Erfahrungsgemäß entsteht in einem solchen Gespräch eine umfangreiche Liste mit Themengebieten. Auf Grundlage dieser Themen, im Einklang mit Ihrer allgemeinen Unternehmensstrategie und Ausrichtung, wird eine Digitalisierungsstrategie mit kurz-, mittel- und langfristigen Zielen erstellt, die die einzelnen Themen priorisiert und clustert. Dabei kann sich die Ausrichtung der Strategie auf die drei Bereiche Prozess, Produkt und Geschäftsmodell beziehen.

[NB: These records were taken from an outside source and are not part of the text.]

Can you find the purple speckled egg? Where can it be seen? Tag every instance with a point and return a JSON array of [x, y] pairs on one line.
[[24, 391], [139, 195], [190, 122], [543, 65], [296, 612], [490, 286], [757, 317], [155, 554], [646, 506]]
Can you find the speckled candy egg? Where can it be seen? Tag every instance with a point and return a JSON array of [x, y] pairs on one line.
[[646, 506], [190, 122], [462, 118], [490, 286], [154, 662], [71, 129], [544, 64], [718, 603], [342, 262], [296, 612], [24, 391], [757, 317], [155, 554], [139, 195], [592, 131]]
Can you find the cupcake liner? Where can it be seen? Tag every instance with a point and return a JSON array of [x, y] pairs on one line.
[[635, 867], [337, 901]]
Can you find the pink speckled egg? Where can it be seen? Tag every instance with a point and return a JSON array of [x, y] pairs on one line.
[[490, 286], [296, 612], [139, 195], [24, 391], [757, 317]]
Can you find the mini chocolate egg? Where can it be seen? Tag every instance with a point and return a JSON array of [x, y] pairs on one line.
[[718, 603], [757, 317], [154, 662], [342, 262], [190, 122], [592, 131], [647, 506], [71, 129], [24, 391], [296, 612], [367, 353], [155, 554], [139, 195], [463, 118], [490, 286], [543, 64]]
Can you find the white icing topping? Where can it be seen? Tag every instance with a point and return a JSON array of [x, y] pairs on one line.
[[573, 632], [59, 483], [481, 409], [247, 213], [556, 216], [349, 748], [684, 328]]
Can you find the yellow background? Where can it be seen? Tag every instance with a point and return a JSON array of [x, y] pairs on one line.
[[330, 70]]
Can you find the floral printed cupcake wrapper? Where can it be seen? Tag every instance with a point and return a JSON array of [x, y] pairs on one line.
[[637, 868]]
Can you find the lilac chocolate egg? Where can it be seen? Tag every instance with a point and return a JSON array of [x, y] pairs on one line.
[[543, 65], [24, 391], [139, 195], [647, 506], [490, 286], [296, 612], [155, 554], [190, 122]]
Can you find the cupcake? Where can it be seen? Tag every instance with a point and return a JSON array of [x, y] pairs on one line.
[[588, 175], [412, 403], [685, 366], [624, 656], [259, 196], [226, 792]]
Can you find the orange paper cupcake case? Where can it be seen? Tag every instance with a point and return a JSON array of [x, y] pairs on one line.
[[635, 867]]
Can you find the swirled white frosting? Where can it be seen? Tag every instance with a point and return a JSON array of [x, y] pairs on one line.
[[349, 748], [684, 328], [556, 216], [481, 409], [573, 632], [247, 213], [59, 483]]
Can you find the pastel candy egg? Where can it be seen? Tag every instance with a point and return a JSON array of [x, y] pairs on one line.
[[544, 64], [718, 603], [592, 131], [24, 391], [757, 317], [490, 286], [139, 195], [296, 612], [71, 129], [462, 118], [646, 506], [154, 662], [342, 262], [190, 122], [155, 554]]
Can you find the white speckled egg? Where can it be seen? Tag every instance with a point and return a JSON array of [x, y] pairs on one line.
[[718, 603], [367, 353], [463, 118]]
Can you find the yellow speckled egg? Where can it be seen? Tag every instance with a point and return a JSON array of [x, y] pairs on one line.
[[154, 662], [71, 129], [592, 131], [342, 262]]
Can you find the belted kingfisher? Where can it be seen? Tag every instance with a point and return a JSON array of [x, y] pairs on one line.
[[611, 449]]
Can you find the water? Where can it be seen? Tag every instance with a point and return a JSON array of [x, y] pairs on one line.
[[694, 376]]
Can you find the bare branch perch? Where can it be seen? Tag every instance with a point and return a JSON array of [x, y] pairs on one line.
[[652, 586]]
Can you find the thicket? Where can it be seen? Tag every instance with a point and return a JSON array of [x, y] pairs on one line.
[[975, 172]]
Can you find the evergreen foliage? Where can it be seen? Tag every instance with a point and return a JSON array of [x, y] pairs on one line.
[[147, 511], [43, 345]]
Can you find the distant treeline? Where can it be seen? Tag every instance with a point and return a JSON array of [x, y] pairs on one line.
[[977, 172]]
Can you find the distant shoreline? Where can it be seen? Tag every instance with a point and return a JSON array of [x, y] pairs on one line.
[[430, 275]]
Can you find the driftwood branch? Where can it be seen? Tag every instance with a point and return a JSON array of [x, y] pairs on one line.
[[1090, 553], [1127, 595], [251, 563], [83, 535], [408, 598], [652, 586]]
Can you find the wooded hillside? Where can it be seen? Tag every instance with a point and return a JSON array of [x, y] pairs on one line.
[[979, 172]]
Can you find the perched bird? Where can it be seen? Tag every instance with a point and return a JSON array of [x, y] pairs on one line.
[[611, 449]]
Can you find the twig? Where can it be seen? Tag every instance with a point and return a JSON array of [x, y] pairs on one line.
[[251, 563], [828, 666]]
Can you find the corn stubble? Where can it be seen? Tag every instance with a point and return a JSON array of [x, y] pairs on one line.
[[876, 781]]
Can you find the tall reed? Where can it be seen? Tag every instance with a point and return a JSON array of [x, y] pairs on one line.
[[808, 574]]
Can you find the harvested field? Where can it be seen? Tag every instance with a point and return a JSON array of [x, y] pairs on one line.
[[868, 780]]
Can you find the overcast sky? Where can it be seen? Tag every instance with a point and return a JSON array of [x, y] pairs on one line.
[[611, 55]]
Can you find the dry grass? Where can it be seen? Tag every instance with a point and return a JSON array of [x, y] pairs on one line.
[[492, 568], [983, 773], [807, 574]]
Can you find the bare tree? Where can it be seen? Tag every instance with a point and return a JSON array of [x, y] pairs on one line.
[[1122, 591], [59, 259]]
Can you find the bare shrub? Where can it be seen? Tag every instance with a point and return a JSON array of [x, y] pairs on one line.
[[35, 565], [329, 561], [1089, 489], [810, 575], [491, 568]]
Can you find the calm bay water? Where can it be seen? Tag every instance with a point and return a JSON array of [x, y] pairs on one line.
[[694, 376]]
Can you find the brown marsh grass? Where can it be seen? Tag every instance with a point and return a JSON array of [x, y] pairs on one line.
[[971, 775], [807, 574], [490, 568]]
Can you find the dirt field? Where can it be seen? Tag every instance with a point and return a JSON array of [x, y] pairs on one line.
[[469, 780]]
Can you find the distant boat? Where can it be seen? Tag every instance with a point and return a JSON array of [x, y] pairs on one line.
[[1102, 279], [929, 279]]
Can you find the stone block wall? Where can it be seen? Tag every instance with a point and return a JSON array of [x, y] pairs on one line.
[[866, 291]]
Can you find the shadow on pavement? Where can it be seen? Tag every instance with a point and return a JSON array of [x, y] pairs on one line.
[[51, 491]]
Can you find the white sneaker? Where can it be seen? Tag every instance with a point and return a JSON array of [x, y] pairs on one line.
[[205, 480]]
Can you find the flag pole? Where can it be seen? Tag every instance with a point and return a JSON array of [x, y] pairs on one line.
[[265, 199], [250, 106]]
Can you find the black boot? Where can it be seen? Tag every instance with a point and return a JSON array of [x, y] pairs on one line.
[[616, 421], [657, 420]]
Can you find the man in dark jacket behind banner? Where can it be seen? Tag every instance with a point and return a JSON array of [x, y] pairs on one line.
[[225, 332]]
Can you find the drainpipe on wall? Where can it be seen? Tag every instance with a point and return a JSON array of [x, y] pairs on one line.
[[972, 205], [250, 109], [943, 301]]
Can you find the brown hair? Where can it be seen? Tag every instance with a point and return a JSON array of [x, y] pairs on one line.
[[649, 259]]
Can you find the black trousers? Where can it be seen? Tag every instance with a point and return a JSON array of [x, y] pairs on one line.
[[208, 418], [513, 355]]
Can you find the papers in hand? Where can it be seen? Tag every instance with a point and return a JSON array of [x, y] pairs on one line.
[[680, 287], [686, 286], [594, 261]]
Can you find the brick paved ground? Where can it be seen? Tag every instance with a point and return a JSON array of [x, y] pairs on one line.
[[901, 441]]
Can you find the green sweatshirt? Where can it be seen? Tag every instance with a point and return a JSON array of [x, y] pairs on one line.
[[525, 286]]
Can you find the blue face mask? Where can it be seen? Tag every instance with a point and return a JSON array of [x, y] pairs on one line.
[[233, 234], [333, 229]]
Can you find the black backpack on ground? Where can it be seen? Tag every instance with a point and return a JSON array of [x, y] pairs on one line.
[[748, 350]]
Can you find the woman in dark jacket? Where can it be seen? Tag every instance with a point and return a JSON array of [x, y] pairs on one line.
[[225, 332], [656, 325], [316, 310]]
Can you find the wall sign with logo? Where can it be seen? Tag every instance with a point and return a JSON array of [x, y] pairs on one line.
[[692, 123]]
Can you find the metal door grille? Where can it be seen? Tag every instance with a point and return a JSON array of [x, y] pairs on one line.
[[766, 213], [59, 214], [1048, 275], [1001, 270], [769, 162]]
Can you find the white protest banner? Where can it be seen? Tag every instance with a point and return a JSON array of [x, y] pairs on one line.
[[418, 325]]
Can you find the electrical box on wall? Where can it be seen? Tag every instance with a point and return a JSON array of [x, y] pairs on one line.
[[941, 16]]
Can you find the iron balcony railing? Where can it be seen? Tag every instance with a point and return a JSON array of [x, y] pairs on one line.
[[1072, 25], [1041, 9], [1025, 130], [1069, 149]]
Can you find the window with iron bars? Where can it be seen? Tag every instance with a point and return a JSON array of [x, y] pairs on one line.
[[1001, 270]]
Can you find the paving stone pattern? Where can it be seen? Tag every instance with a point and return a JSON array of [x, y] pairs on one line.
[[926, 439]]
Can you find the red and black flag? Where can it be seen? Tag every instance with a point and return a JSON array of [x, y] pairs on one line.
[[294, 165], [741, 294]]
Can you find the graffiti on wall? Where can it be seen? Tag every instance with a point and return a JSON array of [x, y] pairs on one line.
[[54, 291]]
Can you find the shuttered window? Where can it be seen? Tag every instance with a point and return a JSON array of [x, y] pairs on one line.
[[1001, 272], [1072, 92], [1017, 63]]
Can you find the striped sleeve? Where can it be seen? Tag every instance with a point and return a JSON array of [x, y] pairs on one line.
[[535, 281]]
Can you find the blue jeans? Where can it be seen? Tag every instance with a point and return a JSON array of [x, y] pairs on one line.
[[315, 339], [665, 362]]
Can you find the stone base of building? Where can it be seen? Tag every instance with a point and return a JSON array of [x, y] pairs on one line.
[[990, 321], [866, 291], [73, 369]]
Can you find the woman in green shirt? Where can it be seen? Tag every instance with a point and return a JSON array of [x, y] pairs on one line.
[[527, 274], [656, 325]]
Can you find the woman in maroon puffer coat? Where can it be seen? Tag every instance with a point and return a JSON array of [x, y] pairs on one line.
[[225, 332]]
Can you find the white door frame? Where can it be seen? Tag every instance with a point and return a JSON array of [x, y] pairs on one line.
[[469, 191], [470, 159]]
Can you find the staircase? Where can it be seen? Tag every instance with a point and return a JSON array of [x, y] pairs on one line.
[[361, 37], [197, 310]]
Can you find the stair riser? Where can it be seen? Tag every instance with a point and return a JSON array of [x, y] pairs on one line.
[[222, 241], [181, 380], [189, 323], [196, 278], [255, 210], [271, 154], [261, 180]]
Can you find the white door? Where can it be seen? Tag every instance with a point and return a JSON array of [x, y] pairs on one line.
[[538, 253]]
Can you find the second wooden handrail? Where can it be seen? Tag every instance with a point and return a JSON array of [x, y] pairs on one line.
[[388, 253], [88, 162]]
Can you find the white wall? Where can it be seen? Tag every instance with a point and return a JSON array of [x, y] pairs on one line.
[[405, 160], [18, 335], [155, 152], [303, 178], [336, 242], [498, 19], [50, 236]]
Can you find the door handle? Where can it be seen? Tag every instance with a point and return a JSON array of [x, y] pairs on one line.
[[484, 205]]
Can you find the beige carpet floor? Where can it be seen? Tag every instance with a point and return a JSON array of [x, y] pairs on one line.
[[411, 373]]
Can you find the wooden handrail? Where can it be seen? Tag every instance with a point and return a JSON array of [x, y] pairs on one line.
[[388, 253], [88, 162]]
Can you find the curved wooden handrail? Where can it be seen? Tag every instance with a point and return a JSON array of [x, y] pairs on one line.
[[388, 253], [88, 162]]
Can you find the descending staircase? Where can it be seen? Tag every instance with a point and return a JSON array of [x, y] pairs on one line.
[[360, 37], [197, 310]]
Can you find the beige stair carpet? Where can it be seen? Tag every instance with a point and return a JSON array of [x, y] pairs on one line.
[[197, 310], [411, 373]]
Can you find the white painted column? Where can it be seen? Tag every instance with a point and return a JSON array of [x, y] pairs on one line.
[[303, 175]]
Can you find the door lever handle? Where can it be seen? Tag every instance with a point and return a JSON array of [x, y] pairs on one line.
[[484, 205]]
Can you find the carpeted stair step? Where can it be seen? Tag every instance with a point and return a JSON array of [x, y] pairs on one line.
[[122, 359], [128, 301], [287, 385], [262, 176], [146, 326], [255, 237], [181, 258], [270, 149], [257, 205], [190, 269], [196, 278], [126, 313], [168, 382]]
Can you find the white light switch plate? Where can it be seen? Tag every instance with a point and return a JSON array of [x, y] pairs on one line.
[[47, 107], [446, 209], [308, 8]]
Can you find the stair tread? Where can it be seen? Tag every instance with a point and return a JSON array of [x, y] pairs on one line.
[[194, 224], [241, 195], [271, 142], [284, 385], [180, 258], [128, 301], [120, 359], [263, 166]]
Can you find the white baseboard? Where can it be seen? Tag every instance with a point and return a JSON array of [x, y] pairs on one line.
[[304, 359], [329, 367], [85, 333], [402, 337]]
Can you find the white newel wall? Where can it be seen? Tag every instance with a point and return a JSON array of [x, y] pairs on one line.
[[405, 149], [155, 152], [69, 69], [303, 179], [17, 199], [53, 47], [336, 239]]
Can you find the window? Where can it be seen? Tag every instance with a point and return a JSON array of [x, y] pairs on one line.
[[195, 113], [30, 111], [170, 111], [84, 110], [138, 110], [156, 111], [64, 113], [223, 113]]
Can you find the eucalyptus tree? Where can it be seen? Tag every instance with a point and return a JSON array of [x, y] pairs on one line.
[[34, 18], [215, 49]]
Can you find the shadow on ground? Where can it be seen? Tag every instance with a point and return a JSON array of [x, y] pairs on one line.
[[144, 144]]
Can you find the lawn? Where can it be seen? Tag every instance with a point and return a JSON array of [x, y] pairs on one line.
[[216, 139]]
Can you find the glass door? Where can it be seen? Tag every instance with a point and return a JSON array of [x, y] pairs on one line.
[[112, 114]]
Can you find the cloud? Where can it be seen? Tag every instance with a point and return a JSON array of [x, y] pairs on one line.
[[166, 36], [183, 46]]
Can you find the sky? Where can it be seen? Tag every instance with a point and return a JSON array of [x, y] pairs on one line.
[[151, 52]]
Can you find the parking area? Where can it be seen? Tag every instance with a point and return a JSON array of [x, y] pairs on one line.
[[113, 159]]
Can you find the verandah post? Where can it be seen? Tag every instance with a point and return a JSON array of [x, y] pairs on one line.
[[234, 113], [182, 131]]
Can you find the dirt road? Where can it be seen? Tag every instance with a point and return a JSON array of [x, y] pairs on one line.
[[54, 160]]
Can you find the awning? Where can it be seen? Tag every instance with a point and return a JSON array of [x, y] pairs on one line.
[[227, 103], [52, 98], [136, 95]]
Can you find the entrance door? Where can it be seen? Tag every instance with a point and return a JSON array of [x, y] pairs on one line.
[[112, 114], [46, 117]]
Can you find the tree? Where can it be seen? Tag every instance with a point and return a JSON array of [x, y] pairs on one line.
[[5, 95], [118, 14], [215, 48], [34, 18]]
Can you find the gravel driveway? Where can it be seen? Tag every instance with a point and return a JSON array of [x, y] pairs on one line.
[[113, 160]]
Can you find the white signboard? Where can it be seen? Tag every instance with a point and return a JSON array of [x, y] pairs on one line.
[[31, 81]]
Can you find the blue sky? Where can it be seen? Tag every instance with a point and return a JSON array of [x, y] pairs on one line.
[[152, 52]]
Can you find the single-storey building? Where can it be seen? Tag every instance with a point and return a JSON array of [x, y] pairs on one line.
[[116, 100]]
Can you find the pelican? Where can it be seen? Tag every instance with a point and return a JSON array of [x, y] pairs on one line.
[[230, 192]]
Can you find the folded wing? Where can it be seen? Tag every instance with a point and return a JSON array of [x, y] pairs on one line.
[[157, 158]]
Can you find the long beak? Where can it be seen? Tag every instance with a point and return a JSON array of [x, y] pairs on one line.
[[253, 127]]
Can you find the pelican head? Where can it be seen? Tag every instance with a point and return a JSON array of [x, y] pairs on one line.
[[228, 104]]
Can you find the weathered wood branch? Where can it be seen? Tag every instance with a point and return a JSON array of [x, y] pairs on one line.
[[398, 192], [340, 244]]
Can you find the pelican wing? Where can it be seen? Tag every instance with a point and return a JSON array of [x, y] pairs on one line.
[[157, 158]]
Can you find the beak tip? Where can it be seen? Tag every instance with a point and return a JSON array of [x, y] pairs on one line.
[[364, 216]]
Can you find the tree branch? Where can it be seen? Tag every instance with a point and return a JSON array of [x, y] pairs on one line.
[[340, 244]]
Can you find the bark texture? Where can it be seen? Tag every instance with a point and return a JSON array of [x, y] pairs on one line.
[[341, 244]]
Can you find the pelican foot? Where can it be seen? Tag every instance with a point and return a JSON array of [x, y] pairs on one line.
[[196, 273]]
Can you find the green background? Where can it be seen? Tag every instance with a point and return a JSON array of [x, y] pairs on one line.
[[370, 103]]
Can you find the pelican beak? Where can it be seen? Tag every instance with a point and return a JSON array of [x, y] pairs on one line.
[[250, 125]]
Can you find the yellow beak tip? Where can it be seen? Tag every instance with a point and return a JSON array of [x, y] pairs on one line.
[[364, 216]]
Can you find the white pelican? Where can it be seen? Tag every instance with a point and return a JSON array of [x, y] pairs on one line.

Am offensichtlichsten ist das Potential für Digitalisierungsvorhaben im Bereich der Prozesse. Es kann sich dabei sowohl um Produktions-, als auch um Logistik- und Geschäftsprozesse handeln.
Deshalb ist das Prozessumfeld ein guter Ort, um Erfahrungen mit digitalen Technologien zu sammeln. Dennoch sollten aber auch die Produkt- und Geschäftsmodellebene nicht außer Acht gelassen werden. Beschäftigen Sie sich mit den Fragen, wie Ihr Produkt verändert werden kann. Welche Daten können Sie erheben und wie nützen diese Ihnen oder Ihrem Kunden. Wie wird sich Ihr Geschäftsmodell verändern?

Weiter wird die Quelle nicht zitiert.